A single gRPC call is a projection through four layers. Understanding which layer owns which property is the whole game.

Layer Unit Owns
Protobuf message Serialization, schema evolution, field numbers
gRPC framing length-prefixed message Compression flag, message length, one or many messages per direction
HTTP/2 frame (HEADERS, DATA, WINDOW_UPDATE, ...) Multiplexing, flow control, header compression (HPACK), stream lifecycle
TCP segment Reliable ordered byte stream, congestion control

A gRPC method maps to exactly one HTTP/2 stream. The path is /{package}.{Service}/{Method}. Request metadata rides in the initial HEADERS frame; the payload rides in DATA frames; trailing status (grpc-status, grpc-message) rides in a final trailing HEADERS frame — this is why gRPC requires HTTP trailers and cannot run over HTTP/1.1 unmodified. See the transport spec at grpc.io.

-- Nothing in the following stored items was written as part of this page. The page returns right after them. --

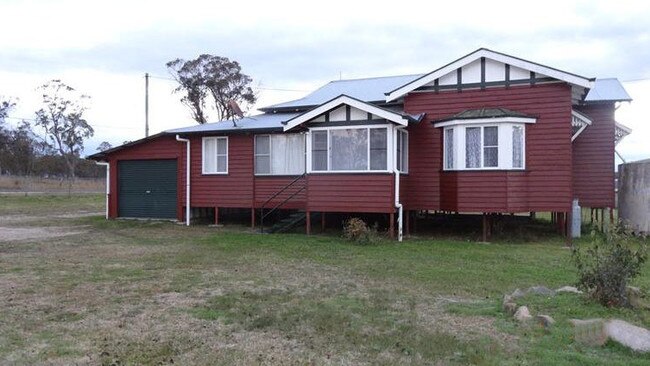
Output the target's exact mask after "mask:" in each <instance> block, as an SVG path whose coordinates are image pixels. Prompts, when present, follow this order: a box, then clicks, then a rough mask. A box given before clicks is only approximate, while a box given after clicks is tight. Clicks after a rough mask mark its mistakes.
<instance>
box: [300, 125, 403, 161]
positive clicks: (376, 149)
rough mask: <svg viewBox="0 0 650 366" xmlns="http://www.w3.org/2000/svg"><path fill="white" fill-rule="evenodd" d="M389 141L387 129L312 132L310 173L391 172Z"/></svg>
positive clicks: (311, 140)
mask: <svg viewBox="0 0 650 366" xmlns="http://www.w3.org/2000/svg"><path fill="white" fill-rule="evenodd" d="M388 139H389V135H388V128H387V127H351V128H347V127H345V128H329V129H322V130H312V131H311V141H310V143H311V170H312V171H315V172H363V171H368V172H372V171H388V160H389V159H388V158H389V156H388V154H389V148H388V146H389V145H388ZM391 150H392V149H391Z"/></svg>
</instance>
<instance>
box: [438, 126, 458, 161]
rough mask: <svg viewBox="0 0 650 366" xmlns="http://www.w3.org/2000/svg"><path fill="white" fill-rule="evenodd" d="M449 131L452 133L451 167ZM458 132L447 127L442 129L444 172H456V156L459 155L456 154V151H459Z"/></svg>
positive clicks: (451, 140) (442, 157) (442, 154)
mask: <svg viewBox="0 0 650 366" xmlns="http://www.w3.org/2000/svg"><path fill="white" fill-rule="evenodd" d="M447 131H451V142H452V146H451V155H452V156H451V167H448V166H447V158H448V156H447V145H448V144H449V141H447ZM456 135H457V132H456V130H455V129H454V128H453V127H445V128H443V129H442V141H443V144H442V166H443V170H456V156H457V155H458V154H457V153H456V149H458V143H457V141H456V140H457V139H456Z"/></svg>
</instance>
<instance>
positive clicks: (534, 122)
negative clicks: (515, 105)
mask: <svg viewBox="0 0 650 366" xmlns="http://www.w3.org/2000/svg"><path fill="white" fill-rule="evenodd" d="M535 122H537V118H530V117H491V118H471V119H452V120H449V121H444V122H439V123H434V124H433V125H434V126H435V127H436V128H438V127H447V126H458V125H478V124H491V123H535Z"/></svg>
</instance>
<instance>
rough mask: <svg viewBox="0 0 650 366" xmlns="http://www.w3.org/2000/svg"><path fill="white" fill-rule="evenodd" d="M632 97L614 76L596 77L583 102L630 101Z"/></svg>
mask: <svg viewBox="0 0 650 366" xmlns="http://www.w3.org/2000/svg"><path fill="white" fill-rule="evenodd" d="M631 100H632V98H631V97H630V95H629V94H628V93H627V92H626V91H625V88H624V87H623V85H622V84H621V82H620V81H618V79H616V78H607V79H596V81H595V82H594V87H593V88H591V89H590V90H589V93H587V97H585V102H604V101H631Z"/></svg>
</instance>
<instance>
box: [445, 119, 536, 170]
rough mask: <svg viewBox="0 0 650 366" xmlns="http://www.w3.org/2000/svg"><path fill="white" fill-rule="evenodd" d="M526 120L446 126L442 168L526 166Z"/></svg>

The four call types differ only in how many messages flow on the stream in each direction:

  • Unary — one request message, one response message.
  • Server streaming — one request, a sequence of responses.
  • Client streaming — a sequence of requests, one response.
  • Bidirectional streaming — independent sequences in both directions on the same stream.

All four use the identical framing; streaming is not a different protocol, only a different message count on the same HTTP/2 stream.


2. Protobuf wire format in detail

Protobuf does not serialize field names. On the wire, each field is a key–value pair where the key is a varint-encoded tag and the value's encoding is determined by the tag's wire type. The canonical reference is the Protobuf encoding spec.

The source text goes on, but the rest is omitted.